I may not have been precise enough. Yes. I do know about the movie Dog Day Afternoon. And I have heard the phrase. I meant to wonder if anyone actually used the phrase. And specifically for a heat wave -while it is occurring. The French English dictionary shows scorcher for a definition. I’d say scorcher before I’d say dog days.
Nope, not Windows 10. Or even 7. The living room windows. And not for the breeze, for the light on a cloudy day. No. For the silence.
Seems contradictory? I have been watching Chasseurs d’Appart on French TV. And the people looking for the apartments or houses all open the windows to hear the noise! How much street noise will bother them?
For me, it’s time to open the windows because the workers across the street are on lunch break! An occasional motorcycle or truck is nothing to the RRRR beep beep that goes on.
I was excited yesterday when I looked down to see no dumpsters! That seemed to signal that they had reached the end of clearing out the building of miscellaneous dirt and bricks. Finally! But no. This morning at 7:30 which is legally the earliest they can make noise there was big truck noise and lots of backing up beeps. A huge truck delivering not one but two dumpsters. Sigh.
Fortunately, the heat wave has melted away and it is in the 70s and possible for me to close the windows on the street side to block out some of the noise.
Speaking of heat wave, the French call it canicule which in my French English dictionary translates to Heat wave or Scorcher. A British friend of a French friend told her it was dog days… when it gets really hot. We had a brief argument because I said that was not the translation. She said cani comes from dog… so dog days sounded right. On further research, dog days of summer refers to the time when the Dog Star, Sirius, shows up again in the night sky – in the summer. So my question for you, dear reader, do you ever use that expression the dog days?

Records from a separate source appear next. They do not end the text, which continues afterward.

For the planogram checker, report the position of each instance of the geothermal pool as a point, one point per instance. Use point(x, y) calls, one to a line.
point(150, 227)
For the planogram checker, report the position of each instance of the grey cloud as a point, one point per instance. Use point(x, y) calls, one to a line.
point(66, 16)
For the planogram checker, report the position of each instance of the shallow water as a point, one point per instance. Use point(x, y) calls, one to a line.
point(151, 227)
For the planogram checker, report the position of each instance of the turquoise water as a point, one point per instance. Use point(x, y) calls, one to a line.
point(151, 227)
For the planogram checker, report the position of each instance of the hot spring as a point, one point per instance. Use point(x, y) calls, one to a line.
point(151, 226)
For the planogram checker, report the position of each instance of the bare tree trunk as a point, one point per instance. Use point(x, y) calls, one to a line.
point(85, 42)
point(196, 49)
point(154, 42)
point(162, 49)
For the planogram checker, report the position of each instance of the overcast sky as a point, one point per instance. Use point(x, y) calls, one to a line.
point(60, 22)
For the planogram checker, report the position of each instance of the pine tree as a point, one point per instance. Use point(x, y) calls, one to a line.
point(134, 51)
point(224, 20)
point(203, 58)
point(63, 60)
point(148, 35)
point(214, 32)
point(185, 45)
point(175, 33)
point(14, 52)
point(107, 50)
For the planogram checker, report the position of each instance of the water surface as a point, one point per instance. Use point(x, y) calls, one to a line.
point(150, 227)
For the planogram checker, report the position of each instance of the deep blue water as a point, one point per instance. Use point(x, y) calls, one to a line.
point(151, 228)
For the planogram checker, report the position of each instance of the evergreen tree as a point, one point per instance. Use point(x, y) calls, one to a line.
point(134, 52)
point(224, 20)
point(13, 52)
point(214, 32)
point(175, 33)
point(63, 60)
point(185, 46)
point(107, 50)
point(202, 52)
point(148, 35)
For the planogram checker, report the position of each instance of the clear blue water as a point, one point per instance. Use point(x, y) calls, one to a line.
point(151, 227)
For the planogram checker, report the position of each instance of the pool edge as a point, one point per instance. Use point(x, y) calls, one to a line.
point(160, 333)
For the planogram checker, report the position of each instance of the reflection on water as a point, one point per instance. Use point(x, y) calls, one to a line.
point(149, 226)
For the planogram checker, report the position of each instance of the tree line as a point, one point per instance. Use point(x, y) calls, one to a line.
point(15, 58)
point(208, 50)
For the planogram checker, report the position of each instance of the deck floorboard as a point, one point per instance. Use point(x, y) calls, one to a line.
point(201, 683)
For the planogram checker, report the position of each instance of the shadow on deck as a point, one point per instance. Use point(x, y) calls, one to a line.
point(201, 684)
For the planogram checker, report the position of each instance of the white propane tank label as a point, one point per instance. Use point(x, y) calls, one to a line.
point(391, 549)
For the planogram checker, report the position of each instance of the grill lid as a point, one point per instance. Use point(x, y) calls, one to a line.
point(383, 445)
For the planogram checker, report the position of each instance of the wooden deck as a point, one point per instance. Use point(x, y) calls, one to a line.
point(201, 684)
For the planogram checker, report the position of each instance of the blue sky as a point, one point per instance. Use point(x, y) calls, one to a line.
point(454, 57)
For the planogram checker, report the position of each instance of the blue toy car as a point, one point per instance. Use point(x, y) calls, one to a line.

Thanks for your participation. And by the way, while my friend and I stood in line for the David Hockney Retrospective at the Centre Pompidou, we wondered why the lines were so long. What were so many people coming to see? I suggested we ask the gentleman in front of us. He had started a conversation with us to ask the time – he was waiting for his wife to join him. But my French friend said no we can’t ask. I asked her why. Seems harmless to me. She said it was impolite, it seemed nosey. Hmm. I tried to turn it into a sonndage – a survey. But she wasn’t buying it.
And why am I at home during the day anyway? It’s Paris, after all! Well, today Ikea is supposed to call me to tell me the time they will deliver the mattress tomorrow. I am carrying my phone around in my hand. And I am to apprehensive to take it outside and maybe end up in a SFR (read AT&T) dead zone and miss the call. It’s bad enough they will speak French and they will use numbers! In French! Yikes.
I do not want to miss the new bed. I have been waiting almost two months.